You are viewing a plain text version of this content. The canonical link for it is here.
Posted to commits@couchdb.apache.org by da...@apache.org on 2018/08/22 19:56:33 UTC

[couchdb] branch fix-builtin-sum created (now dd00399)

This is an automated email from the ASF dual-hosted git repository.

davisp pushed a change to branch fix-builtin-sum
in repository https://gitbox.apache.org/repos/asf/couchdb.git.


      at dd00399  Fix builtin _sum reduce function

This branch includes the following new commits:

     new dd00399  Fix builtin _sum reduce function

The 1 revisions listed above as "new" are entirely new to this
repository and will be described in separate emails.  The revisions
listed as "add" were already present in the repository and have only
been added to this reference.



[couchdb] 01/01: Fix builtin _sum reduce function

Posted by da...@apache.org.
This is an automated email from the ASF dual-hosted git repository.

davisp pushed a commit to branch fix-builtin-sum
in repository https://gitbox.apache.org/repos/asf/couchdb.git

commit dd0039950ce109292f8dc5e4d099b62c4f6902ff
Author: Paul J. Davis <pa...@gmail.com>
AuthorDate: Wed Aug 22 14:54:31 2018 -0500

    Fix builtin _sum reduce function
    
    The builting _sum reduce function has no protection against overflowing
    reduce values.

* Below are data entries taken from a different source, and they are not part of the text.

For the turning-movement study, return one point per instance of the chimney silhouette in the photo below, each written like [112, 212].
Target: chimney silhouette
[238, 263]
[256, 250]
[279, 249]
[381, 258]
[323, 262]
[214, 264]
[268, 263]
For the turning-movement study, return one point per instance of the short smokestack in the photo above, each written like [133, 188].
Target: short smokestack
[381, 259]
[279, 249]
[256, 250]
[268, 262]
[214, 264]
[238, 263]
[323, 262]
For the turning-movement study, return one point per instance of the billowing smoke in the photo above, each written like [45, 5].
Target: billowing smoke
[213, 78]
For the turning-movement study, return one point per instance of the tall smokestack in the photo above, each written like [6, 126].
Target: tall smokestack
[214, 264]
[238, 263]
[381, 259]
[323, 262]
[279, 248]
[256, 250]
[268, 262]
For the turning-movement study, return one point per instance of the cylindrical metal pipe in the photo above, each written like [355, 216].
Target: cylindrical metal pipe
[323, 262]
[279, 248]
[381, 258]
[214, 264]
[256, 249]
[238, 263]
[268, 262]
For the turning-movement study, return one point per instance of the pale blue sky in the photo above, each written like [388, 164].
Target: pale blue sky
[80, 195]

Users can emit objects with enough unique keys to cause
    the builtin _sum to create objects that are exceedingly large in the
    inner nodes of the view B+Tree.
    
    This change adds the same logic that applies to JavaScript reduce
    functions to check if a reduce function is properly reducing its input.
---
 src/couch/src/couch_query_servers.erl | 27 ++++++++++++++++++++++++++-
 1 file changed, 26 insertions(+), 1 deletion(-)

diff --git a/src/couch/src/couch_query_servers.erl b/src/couch/src/couch_query_servers.erl
index 7047364..dce11dc 100644
--- a/src/couch/src/couch_query_servers.erl
+++ b/src/couch/src/couch_query_servers.erl
@@ -171,7 +171,8 @@ builtin_reduce(_Re, [], _KVs, Acc) ->
     {ok, lists:reverse(Acc)};
 builtin_reduce(Re, [<<"_sum",_/binary>>|BuiltinReds], KVs, Acc) ->
     Sum = builtin_sum_rows(KVs, 0),
-    builtin_reduce(Re, BuiltinReds, KVs, [Sum|Acc]);
+    Red = check_sum_overflow(?term_size(KVs), ?term_size(Sum), Sum),
+    builtin_reduce(Re, BuiltinReds, KVs, [Red|Acc]);
 builtin_reduce(reduce, [<<"_count",_/binary>>|BuiltinReds], KVs, Acc) ->
     Count = length(KVs),
     builtin_reduce(reduce, BuiltinReds, KVs, [Count|Acc]);
@@ -247,6 +248,30 @@ sum_arrays([X|Xs], [Y|Ys]) when is_number(X), is_number(Y) ->
 sum_arrays(Else, _) ->
     throw_sum_error(Else).
 
+check_sum_overflow(InSize, OutSize, Sum) ->
+    Overflowed = OutSize > 4906 andalso OutSize * 2 > InSize,
+    case config:get("query_server_config", "reduce_limit", "true") of
+        "true" when Overflowed ->
+            Msg = log_sum_overflow(InSize, OutSize),
+            {[
+                {<<"error">>, <<"builtin_reduce_error">>},
+                {<<"reason">>, Msg}
+            ]};
+        "log" when OutSize > 4096 andalso OutSize > 2 * InSize ->
+            log_sum_overflow(InSize, OutSize),
+            Sum;
+        _ ->
+            Sum
+    end.
+
+log_sum_overflow(InSize, OutSize) ->
+    Fmt = "Reduce output must shrink more rapidly: "
+            "input size: ~b "
+            "output size: ~b",
+    Msg = iolist_to_binary(io_lib:format(Fmt, [InSize, OutSize])),
+    couch_log:error(Msg, []),
+    Msg.
+
 builtin_stats(_, []) ->
     {0, 0, 0, 0, 0};
 builtin_stats(_, [[_,First]|Rest]) ->